Over the years many established and lots of smaller dive centres fail ever year. It is the natural way of things. However I believe we as an industry can do more to help ourselves. One huge concern I have for our industry is the price of training. When I started Simply Scuba in 1995 the price of a PADI Open Water Diver course was £330 now the same course is advertised at £299 or less. Unless I missed an important announcement the materials, times and effort to train someone well have only increased. We are teaching people a fantastic skill, why does it have to be cheap?
If I were learning to rock climb or hand glide I would definitely not look to do it on the cheap so why do we do it in diving? Maybe we make it too easy to become an instructor so we flood the market with providers and the only way to compete is to pull the price down. Surely the cost of training is directly linked to the quality of the training? If I arrange a staff training session for say first aid at work course which takes about 5 days, in our own classroom with nothing more than an instructor, resus Anne doll and some basic materials that costs the better part of £1000 per person. Why should a 5 day diver course with far more equipment, locations and variation cost a fraction of this? As consumers we all love discounts and no one wants to be ripped off but making a profit is a fundamental skill in running a business of any size. I know people used to refer to me running a dive centre as a hobby job. Although for the people doing it, it is a hobby but the professionals running and organising dives it is definitely a job, a great job but definitely a job. Long hours, hard work, and responsibility. It's not all about diving and sun bathing like you see in the adverts!
I am not sure divers as a whole want stuff at the cheapest possible price (admittedly some do), I think people want great value. Great value and being the cheapest are not the same thing. Recently this blog article was shared with me via the SITA newsletter I think we all have had these customers but as an industry can we afford to give them what they want? Any small dive centre has a tough time competing. However they have values to offer that others do not, such as personal advice. If you ask a professional for an opinion is it not fair for them to expect to be paid for that advice? They have given up time and money to gain those qualifications and experience. I realise many reading this may be sceptical that the boss of large internet dive retailer is trying to suggest we put up prices. Cards on the table, I would love to raise our prices but we aim to offer great value, and that is balance between competitive prices, good solid advice, a solid financial stable organisation and being a good company to deal with. Anyone can advertise a cheap price that's the easy bit. However a bit like convenience stores near big supermarkets, local dive stores need to play to their strengths if they are to survive. They may have to charge a little more for the same products but if we want that pop in store there in six months’ time we have to support them.

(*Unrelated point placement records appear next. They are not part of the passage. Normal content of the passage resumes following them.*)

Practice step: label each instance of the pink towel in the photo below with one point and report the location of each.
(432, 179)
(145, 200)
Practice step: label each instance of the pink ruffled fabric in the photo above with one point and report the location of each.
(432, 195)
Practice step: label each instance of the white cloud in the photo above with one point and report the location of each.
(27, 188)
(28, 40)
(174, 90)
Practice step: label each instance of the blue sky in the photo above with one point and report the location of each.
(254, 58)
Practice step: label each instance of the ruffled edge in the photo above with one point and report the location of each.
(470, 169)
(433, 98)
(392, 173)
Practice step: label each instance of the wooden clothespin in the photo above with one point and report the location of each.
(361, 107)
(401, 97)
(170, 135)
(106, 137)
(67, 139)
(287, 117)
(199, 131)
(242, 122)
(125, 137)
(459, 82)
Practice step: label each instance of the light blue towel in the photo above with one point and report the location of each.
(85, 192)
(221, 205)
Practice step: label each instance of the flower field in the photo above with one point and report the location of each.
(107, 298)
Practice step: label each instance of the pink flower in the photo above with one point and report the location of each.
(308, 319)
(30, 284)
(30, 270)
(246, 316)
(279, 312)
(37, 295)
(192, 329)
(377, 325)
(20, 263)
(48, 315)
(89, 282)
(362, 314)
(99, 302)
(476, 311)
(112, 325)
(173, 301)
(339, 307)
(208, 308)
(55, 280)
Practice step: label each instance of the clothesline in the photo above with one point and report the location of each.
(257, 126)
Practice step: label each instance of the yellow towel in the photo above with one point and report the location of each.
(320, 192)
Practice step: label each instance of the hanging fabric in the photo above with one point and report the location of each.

We can't do air fills by post! I don't want to end this effectively criticising my own business! Obviously I believe in the business model I operate and see many advantages in it. We have a growing customer base but I also want and need a strong diver base and industry to support my business. I don't have the attitude of I want it all, I am keen as an industry we increase the size of the pie rather than the individual slice each company fights for. The loss of any dive schools and dive centres is not to be welcomed in any way.